Yo tenía una ventaja natural. Me iba a sumar a un sector social que trata de que la plata no se les note, sea para no pagar impuestos sea porque llorar siendo rico no estaría siendo lógico. Pero yo podía mostrarme tal cual era, es decir pobre como una rata, y así todos iban a creer que era millonarilo, cosa que en mi caso era falso. No traten de entenderlo. Es un oxímoron milenario, un secreto que se traslada de generación en generación como receta de torta. Luego me di cuenta de que para que esa simulación funcionara no debía vender toda mi soja porque no tenía campo para reemplazarla. Y al año siguiente sería uno de esos tipos que protestan como si fueran el campo cuando no tienen ni huerta. Y menos herbario.

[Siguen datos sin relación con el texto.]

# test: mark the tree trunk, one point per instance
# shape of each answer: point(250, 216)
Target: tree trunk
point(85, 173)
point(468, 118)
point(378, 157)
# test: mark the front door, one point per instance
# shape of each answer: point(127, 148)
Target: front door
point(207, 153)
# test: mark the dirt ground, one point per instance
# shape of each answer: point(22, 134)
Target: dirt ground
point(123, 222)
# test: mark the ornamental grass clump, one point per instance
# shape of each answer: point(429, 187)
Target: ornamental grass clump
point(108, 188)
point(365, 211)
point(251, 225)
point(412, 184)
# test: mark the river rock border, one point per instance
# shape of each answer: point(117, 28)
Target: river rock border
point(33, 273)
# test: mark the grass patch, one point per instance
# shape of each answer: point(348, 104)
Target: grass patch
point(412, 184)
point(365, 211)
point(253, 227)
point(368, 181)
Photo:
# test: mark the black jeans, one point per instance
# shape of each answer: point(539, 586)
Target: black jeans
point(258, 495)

Ahí tuve una idea genial: si con cada poroto de soja que me quedaba hacía un herbario nuevo, en un año sería un poderoso chacarero, quizá integrante de la mesa de enlace. Conseguir diez mil frascos vacíos de mermelada fue complicado, no les voy a mentir. Tuve que recorrer almacenes y restaurantes de la zona, visitar tías olvidadas, mentir, robar y comer más mermelada de lo razonable. Pero lo hice. No sé si esto tiene mucho que ver pero lo cuento. A medida que manipulaba la soja para meterla en los frascos me iba volviendo más y más antiperonista. Creo que Monsanto logró aislar el virus del antiperonismo en este presente y lo inoculó en el pasado a través de Terminator. El resto es historia conocida.

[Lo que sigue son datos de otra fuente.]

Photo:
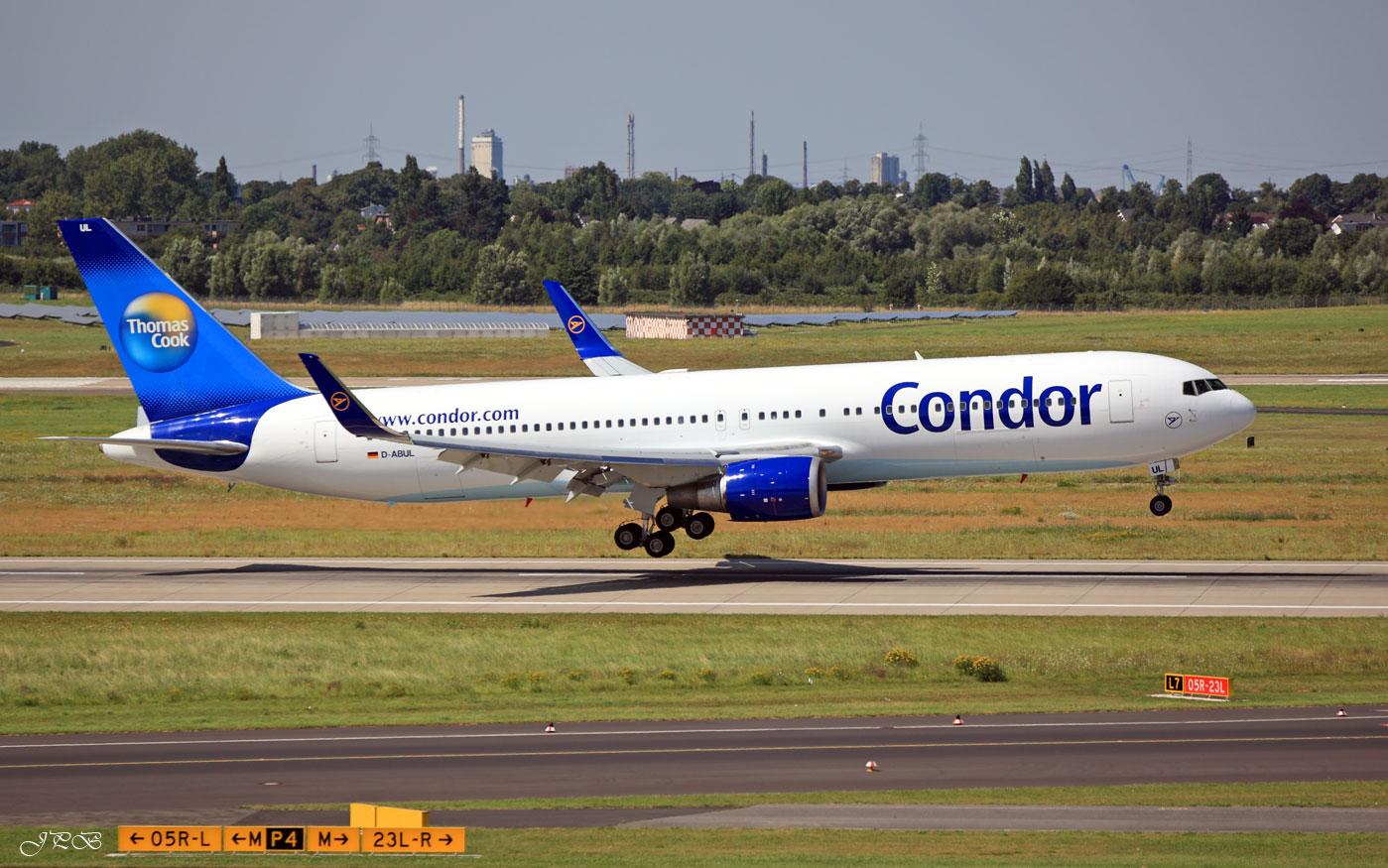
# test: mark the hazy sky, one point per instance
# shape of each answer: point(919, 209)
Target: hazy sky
point(1269, 89)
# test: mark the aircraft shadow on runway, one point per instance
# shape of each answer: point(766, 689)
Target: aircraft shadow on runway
point(743, 568)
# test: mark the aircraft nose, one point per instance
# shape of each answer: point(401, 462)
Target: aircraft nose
point(1241, 410)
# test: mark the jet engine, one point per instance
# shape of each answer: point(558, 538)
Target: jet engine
point(785, 488)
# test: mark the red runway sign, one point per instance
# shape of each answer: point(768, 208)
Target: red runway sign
point(1197, 684)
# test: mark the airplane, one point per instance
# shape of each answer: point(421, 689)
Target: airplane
point(754, 444)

Mi mamá seguía apareciéndose en sueños. De a poco comenzamos a entendernos. Ella quería decirme que el plan no podía funcionar, que no tiene sentido que un pobre actúe como rico así como es ilógico que uno que no tiene donde caerse muerto se ponga de lado de los millonarios. Se nota que en el más allá no leen los diarios. Luego de discutir un poco terminábamos tomando el té en silencio. Nunca le pregunté por qué había guardado el herbario. Creo que no quería que me dijera que simplemente se había olvidado de tirarlo.

Para qué voy a dilatar la historia si ustedes ya imaginan el resultado. Los diez mil herbarios fracasaron y volví a mi lado de la grieta. Antes de irme del pueblo dejé un herbario dentro del ropero, donde quizá encuentre, dentro de treinta años, otro silobolsa. Al dueño de la 4 X 4 le dije que no la venda aún, que me interesaba pero que debíamos hablar más adelante. El ploteado se lo regalé a cambio de una cuota que le debía, y ahí anda el gringo, presumiendo de que trabaja para una multinacional. Me dijeron que vende herbicidas Herbarium que en realidad es gasoil con agua y esencia de cardos para que parezca campero. Los chacareros lo saben pero se lo compran igual porque es más barato que las otras marcas. Y yo volví a mi vida real, donde tratar de parecer otro o creerse otro se considera tan tonto como es.